Now thats neat...............Get your self some blank plastic sheets and your in an instant flea market business.


----------



## bfunk13 (Dec 25, 2012)

Yeah, wish i had thought of this idea.


----------



## Delta-T (Dec 27, 2012)

thats pretty cool. Do the embossed letters and numbers give you better gription on the picks? I play hard and the picks tend to move about on me a bit. This might be one of those things that has added bonus features like that.


----------



## Eatonpcat (Dec 27, 2012)

Please shuffle those up and take another picture...All I need is three more numbers on the Mastercard and Amazon.com here I come!!

That's a cool tool for a guitar player!


----------



## Hearth Mistress (Dec 27, 2012)

bfunk13 said:


> My wife got me a cool gift, a puncher that turns old credit cards, hotel cards or any plastic material into guitar picks.​



Hah! That is brilliant, nice way to keep you from using them to buy more guitars uh?​


----------



## bfunk13 (Dec 27, 2012)

Delta-T said:


> thats pretty cool. Do the embossed letters and numbers give you better gription on the picks? I play hard and the picks tend to move about on me a bit. This might be one of those things that has added bonus features like that.


They do actually, gives you a good grip


----------



## bfunk13 (Dec 27, 2012)

Eatonpcat said:


> Please shuffle those up and take another picture...All I need is three more numbers on the Mastercard and Amazon.com here I come!!
> 
> That's a cool tool for a guitar player!

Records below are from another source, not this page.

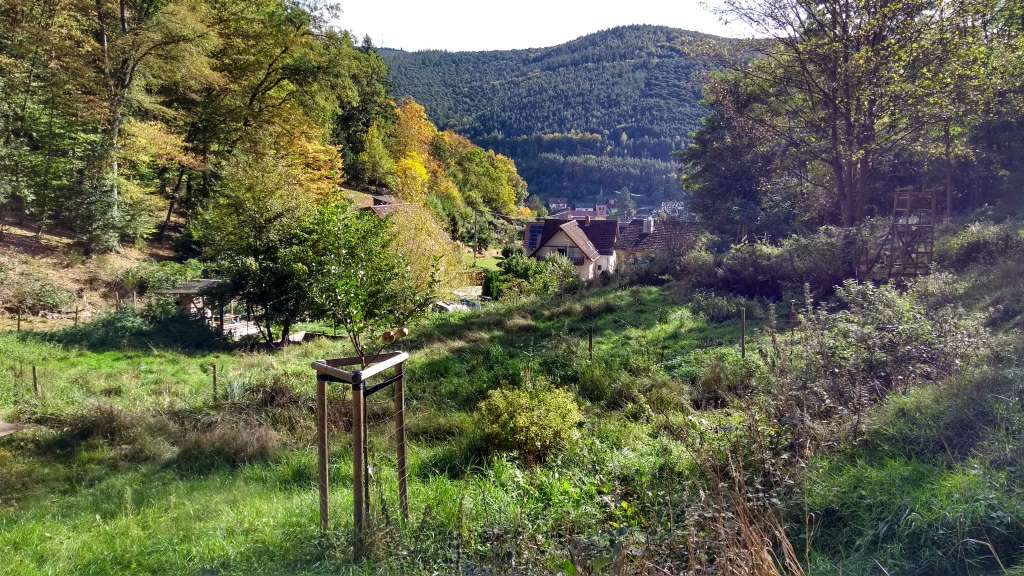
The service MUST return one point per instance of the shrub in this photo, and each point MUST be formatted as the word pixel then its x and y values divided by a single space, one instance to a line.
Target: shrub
pixel 520 276
pixel 30 293
pixel 718 307
pixel 878 342
pixel 979 243
pixel 160 276
pixel 822 259
pixel 528 422
pixel 753 269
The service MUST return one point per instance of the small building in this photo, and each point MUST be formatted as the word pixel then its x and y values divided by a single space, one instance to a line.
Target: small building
pixel 642 241
pixel 194 297
pixel 557 204
pixel 384 205
pixel 588 243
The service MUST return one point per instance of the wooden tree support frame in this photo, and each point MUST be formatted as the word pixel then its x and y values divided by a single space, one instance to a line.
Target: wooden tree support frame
pixel 333 371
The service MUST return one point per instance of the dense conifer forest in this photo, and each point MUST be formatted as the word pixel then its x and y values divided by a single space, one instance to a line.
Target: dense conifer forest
pixel 590 117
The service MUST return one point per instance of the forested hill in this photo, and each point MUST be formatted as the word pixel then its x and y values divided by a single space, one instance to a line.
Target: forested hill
pixel 591 116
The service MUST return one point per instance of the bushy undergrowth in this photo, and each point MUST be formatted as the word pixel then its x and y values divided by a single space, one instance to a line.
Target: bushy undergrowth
pixel 528 422
pixel 519 276
pixel 933 488
pixel 877 342
pixel 762 269
pixel 126 328
pixel 980 243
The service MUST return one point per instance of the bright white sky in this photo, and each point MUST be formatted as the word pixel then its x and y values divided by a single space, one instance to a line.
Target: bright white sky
pixel 489 25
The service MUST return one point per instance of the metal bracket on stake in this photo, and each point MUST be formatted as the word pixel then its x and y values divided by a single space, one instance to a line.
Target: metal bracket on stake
pixel 332 371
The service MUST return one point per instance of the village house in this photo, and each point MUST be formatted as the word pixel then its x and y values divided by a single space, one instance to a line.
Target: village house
pixel 557 204
pixel 641 241
pixel 588 243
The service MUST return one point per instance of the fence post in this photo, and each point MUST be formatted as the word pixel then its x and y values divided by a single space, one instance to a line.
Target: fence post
pixel 742 334
pixel 322 451
pixel 358 469
pixel 399 420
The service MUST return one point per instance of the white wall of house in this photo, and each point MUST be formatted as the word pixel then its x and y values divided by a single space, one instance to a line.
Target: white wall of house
pixel 560 244
pixel 606 262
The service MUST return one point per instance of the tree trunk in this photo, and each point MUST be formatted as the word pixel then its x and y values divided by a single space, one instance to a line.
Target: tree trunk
pixel 947 145
pixel 170 205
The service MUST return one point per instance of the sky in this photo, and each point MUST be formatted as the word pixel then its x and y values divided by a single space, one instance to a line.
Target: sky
pixel 488 25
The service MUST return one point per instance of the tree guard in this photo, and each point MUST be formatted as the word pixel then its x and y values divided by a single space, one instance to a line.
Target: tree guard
pixel 333 371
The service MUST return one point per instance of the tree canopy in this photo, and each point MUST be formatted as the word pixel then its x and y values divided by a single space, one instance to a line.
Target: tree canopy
pixel 849 100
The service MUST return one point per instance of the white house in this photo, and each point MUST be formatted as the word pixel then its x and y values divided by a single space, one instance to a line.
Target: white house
pixel 588 243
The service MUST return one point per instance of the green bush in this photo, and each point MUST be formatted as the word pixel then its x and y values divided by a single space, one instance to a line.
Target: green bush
pixel 529 422
pixel 718 375
pixel 147 277
pixel 878 342
pixel 717 307
pixel 520 276
pixel 752 269
pixel 760 269
pixel 979 243
pixel 822 259
pixel 31 293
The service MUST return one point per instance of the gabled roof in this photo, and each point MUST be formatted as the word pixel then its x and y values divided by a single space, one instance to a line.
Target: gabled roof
pixel 632 237
pixel 592 237
pixel 385 199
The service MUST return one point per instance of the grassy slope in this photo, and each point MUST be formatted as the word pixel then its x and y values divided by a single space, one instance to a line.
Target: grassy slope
pixel 933 484
pixel 82 506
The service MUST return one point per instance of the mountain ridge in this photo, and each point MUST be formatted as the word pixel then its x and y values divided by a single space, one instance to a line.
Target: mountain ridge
pixel 583 119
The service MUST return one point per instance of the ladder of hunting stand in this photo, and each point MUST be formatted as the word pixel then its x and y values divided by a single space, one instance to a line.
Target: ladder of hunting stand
pixel 906 250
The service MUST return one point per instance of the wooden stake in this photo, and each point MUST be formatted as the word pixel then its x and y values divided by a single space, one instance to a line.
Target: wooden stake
pixel 322 451
pixel 399 422
pixel 742 334
pixel 358 469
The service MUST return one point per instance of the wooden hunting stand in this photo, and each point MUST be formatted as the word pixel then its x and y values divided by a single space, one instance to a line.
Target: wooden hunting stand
pixel 333 371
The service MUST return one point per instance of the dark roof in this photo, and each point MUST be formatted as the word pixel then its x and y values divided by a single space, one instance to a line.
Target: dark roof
pixel 194 287
pixel 576 213
pixel 632 237
pixel 383 210
pixel 384 199
pixel 592 236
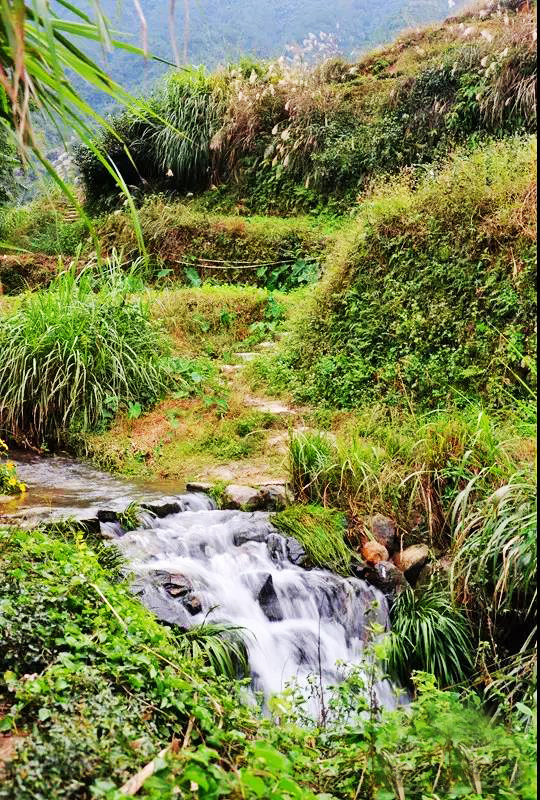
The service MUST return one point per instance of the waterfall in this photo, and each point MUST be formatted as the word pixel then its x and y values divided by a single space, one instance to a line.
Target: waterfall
pixel 204 565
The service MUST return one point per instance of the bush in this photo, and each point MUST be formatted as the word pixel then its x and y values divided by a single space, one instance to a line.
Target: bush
pixel 71 357
pixel 429 634
pixel 429 297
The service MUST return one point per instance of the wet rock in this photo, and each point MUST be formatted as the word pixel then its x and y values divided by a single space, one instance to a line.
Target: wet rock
pixel 178 586
pixel 268 601
pixel 424 576
pixel 241 537
pixel 411 560
pixel 91 526
pixel 295 552
pixel 373 552
pixel 193 604
pixel 241 497
pixel 384 531
pixel 276 547
pixel 275 497
pixel 385 576
pixel 199 487
pixel 163 507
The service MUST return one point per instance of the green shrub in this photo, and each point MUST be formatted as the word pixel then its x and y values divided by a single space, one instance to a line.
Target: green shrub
pixel 71 357
pixel 495 564
pixel 429 296
pixel 429 634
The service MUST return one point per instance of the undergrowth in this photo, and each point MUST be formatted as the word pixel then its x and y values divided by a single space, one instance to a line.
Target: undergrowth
pixel 75 354
pixel 282 137
pixel 93 688
pixel 428 297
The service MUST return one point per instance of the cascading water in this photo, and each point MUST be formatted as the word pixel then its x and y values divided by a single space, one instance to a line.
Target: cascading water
pixel 201 564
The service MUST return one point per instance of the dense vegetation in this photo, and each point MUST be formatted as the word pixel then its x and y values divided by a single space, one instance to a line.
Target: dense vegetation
pixel 224 30
pixel 389 289
pixel 430 295
pixel 94 687
pixel 293 137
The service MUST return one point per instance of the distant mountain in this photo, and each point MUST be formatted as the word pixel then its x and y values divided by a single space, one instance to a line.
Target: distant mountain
pixel 221 31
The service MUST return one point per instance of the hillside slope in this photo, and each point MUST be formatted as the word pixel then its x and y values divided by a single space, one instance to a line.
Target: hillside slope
pixel 280 139
pixel 225 30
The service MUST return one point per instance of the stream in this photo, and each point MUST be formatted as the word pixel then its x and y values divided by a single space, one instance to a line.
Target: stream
pixel 198 564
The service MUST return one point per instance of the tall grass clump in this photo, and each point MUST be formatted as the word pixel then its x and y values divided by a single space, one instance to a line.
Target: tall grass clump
pixel 194 105
pixel 321 532
pixel 430 634
pixel 495 545
pixel 73 355
pixel 218 645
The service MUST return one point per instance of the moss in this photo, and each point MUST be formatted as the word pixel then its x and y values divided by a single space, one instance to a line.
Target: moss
pixel 429 295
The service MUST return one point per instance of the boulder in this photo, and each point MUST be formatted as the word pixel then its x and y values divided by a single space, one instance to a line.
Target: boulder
pixel 193 604
pixel 268 601
pixel 107 516
pixel 276 547
pixel 411 560
pixel 295 552
pixel 243 497
pixel 199 487
pixel 384 576
pixel 178 586
pixel 373 552
pixel 275 497
pixel 383 530
pixel 163 507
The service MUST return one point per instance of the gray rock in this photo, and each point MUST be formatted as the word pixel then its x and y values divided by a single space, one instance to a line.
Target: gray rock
pixel 163 507
pixel 384 531
pixel 268 601
pixel 193 604
pixel 257 535
pixel 276 547
pixel 107 516
pixel 242 497
pixel 295 552
pixel 385 576
pixel 178 586
pixel 411 560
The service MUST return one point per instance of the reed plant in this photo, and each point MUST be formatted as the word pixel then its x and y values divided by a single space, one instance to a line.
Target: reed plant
pixel 430 634
pixel 408 465
pixel 219 645
pixel 194 105
pixel 496 548
pixel 321 531
pixel 73 355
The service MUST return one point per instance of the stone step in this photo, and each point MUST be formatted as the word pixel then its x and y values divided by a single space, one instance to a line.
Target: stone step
pixel 266 346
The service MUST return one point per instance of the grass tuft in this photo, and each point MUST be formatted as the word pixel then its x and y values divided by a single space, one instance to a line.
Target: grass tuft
pixel 321 532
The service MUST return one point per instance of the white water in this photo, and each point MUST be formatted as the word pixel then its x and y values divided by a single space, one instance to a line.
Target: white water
pixel 215 564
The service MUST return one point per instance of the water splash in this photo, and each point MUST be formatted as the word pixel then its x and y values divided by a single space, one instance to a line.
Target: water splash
pixel 234 567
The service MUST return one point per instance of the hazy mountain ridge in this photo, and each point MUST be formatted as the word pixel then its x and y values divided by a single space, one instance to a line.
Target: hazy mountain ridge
pixel 222 31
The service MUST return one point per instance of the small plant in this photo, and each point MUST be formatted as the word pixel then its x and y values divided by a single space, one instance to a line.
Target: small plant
pixel 321 532
pixel 219 645
pixel 129 517
pixel 429 634
pixel 496 547
pixel 71 357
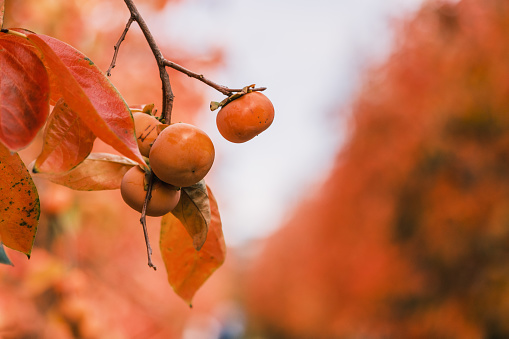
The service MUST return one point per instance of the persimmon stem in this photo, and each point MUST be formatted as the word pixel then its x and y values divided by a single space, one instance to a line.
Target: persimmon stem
pixel 143 219
pixel 117 45
pixel 9 31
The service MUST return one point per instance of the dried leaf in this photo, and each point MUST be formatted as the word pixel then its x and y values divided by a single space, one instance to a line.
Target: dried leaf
pixel 186 267
pixel 19 203
pixel 99 171
pixel 24 92
pixel 193 211
pixel 67 141
pixel 88 92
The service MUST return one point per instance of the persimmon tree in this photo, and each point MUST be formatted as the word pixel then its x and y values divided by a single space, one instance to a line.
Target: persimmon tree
pixel 48 83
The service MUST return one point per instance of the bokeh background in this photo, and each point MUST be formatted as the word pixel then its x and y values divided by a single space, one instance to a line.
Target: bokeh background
pixel 376 206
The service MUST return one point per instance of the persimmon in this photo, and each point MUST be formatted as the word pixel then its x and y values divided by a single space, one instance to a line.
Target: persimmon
pixel 164 196
pixel 145 126
pixel 181 155
pixel 246 117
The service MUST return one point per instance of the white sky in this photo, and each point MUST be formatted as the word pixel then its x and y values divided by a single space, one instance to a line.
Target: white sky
pixel 310 55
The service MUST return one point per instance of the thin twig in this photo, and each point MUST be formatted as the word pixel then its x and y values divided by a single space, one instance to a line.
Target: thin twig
pixel 223 89
pixel 144 221
pixel 165 79
pixel 117 45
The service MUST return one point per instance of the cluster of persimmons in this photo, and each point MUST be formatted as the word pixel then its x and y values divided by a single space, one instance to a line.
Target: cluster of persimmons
pixel 180 154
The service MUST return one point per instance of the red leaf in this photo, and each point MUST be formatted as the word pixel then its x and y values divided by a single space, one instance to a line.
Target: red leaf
pixel 24 92
pixel 19 203
pixel 98 172
pixel 186 267
pixel 67 141
pixel 193 211
pixel 88 92
pixel 2 11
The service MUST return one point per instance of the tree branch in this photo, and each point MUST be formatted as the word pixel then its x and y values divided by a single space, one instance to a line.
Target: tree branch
pixel 165 79
pixel 117 45
pixel 223 89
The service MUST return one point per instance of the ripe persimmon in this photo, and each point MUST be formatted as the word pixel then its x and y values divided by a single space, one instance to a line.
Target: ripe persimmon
pixel 145 126
pixel 246 117
pixel 164 196
pixel 181 155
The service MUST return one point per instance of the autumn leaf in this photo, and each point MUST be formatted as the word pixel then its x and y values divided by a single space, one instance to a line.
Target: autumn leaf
pixel 98 172
pixel 67 141
pixel 2 12
pixel 88 92
pixel 24 92
pixel 193 211
pixel 186 267
pixel 4 259
pixel 19 203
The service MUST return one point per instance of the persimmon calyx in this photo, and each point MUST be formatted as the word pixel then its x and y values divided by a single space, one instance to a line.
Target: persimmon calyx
pixel 215 105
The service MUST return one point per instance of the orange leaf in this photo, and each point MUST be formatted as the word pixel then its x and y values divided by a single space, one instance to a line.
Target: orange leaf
pixel 88 92
pixel 186 267
pixel 2 12
pixel 24 92
pixel 67 141
pixel 19 203
pixel 4 259
pixel 98 172
pixel 193 211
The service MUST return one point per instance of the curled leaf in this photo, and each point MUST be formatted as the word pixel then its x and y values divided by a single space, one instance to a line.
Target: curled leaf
pixel 67 141
pixel 193 211
pixel 24 92
pixel 187 268
pixel 89 93
pixel 99 171
pixel 19 203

Haha, not too smart am i, notice the blue cross/blue shield card. I blanked out the numbers


----------



## bfunk13 (Dec 27, 2012)

Hearth Mistress said:


> Hah! That is brilliant, nice way to keep you from using them to buy more guitars uh?​


How did you know? I have 4, but could easily be a collector.


----------



## fishingpol (Dec 27, 2012)

Delta-T said:


> thats pretty cool. Do the embossed letters and numbers give you better gription on the picks? I play hard and the picks tend to move about on me a bit. This might be one of those things that has added bonus features like that.


 
Agreed, too many picks flip into the soundhole, especially on warm summer evenings when hands perspire more... or is it from the cold beer. No matter. I thought the same thing on the letters, but I like my picks on the thinner side. Like my wimmins, I like a softer touch...

Plastic cards come in different thicknesses, like a AAA card or membership cards.  Hmmmm.


----------



## albert1029 (Dec 27, 2012)

nice, I cut the cards with scissors...this is better....


----------



## bfunk13 (Dec 27, 2012)

I can't guarantee the lifespan of this thing, seems well built but i am sure the punch blade will wear in short order. I have seen the tops of plastic coffee cans used for thinner picks. Still pretty cool.


----------



## chuckster (Dec 31, 2012)

Pretty neat. Now all you have to do is buy a guitar and take lessons.


----------



## bfunk13 (Dec 31, 2012)

chuckster said:


> Pretty neat. Now all you have to do is buy a guitar and take lessons.


Another guitar? 4 isn't enough? You know you are right, I am always game for a new one.
Lessons? I suppose it wouldn't hurt but, No thanks, been playing just fine for 26 years.


----------



## chuckster (Jan 1, 2013)

bfunk13 said:


> Another guitar? 4 isn't enough? You know you are right, I am always game for a new one.
> Lessons? I suppose it wouldn't hurt but, No thanks, been playing just fine for 26 years.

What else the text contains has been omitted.